Familienstreit: Hänneschen in der Wüste

Drama im Kölner Zeitungshaus Neven DuMont: Sohn Konstantin rebelliert gegen seinen Vater Alfred. Wie der Altverleger auf die Angriffe reagiert und welche Folgen der Streit für den drittgrößten deutschen Verlag hat.

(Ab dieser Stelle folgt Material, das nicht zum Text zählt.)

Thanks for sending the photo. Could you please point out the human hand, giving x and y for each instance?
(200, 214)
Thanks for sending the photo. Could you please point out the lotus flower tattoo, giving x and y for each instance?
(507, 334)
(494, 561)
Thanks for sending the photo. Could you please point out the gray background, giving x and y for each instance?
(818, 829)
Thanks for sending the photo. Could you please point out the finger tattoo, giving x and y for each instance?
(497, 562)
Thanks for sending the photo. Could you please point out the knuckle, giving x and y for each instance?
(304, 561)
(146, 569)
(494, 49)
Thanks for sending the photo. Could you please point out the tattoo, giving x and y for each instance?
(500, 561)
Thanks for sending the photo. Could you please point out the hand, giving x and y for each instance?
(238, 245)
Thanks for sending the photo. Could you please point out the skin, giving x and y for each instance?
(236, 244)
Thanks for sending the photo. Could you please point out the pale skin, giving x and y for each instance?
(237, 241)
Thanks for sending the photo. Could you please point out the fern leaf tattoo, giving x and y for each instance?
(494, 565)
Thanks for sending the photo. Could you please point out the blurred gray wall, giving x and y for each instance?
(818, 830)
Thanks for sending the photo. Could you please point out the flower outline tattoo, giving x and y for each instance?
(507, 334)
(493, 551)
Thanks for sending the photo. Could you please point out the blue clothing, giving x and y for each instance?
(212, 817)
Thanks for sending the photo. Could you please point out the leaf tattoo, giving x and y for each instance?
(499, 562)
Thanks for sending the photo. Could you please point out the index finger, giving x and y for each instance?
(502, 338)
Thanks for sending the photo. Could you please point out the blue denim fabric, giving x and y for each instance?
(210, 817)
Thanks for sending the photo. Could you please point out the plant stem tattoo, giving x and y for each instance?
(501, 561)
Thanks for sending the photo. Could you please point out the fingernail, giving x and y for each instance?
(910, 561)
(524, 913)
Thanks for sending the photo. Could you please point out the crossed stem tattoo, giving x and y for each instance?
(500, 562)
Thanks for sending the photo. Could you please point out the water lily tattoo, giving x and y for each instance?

Am Mittwochabend war er wieder da, der urlaubende und beurlaubte Verlegersohn. Konstantin Neven DuMont, 41, saß auf dem Podium in der Kölner Messehalle und lächelte entspannt den Fotografen zu. Unten im Saal war zu beobachten, was viele in der Stadt zurzeit wirklich bewegt. Es ging hoch her, über 3000 Menschen wollten am liebsten den Vorstand in die Wüste schicken und diskutierten bis Mitternacht über die Zukunft ihres Lieblingsvereins, des Bundesliga-Letzten 1. FC Köln. Um Konstantin Neven DuMont, als Mitglied des FC-Verwaltungsrats hier nur eine Randfigur, kümmerte sich niemand. Er beteiligte sich auch nicht. Er tat etwas, was er zuletzt selten getan hatte: Er schwieg.

Allerdings ist er es, der gerade – offiziell nur vorübergehend – in die Wüste geschickt worden war. Von seinem eigenen Vater, Alfred Neven DuMont, dem Patriarchen des Kölner Zeitungshauses, der sich seit 2009 eigentlich Schritt für Schritt aus dem Verlag zurückziehen wollte. Gegen den Willen des „Alten“, des 83-jährigen Herausgebers und Aufsichtsratsvorsitzenden, fallen nach wie vor keine grundsätzlichen Entscheidungen im drittgrößten Zeitungsverlag Deutschlands. Auch den Machtkampf mit seinem konfus und ungeschickt aufbegehrenden Sohn hat er, natürlich, gewonnen.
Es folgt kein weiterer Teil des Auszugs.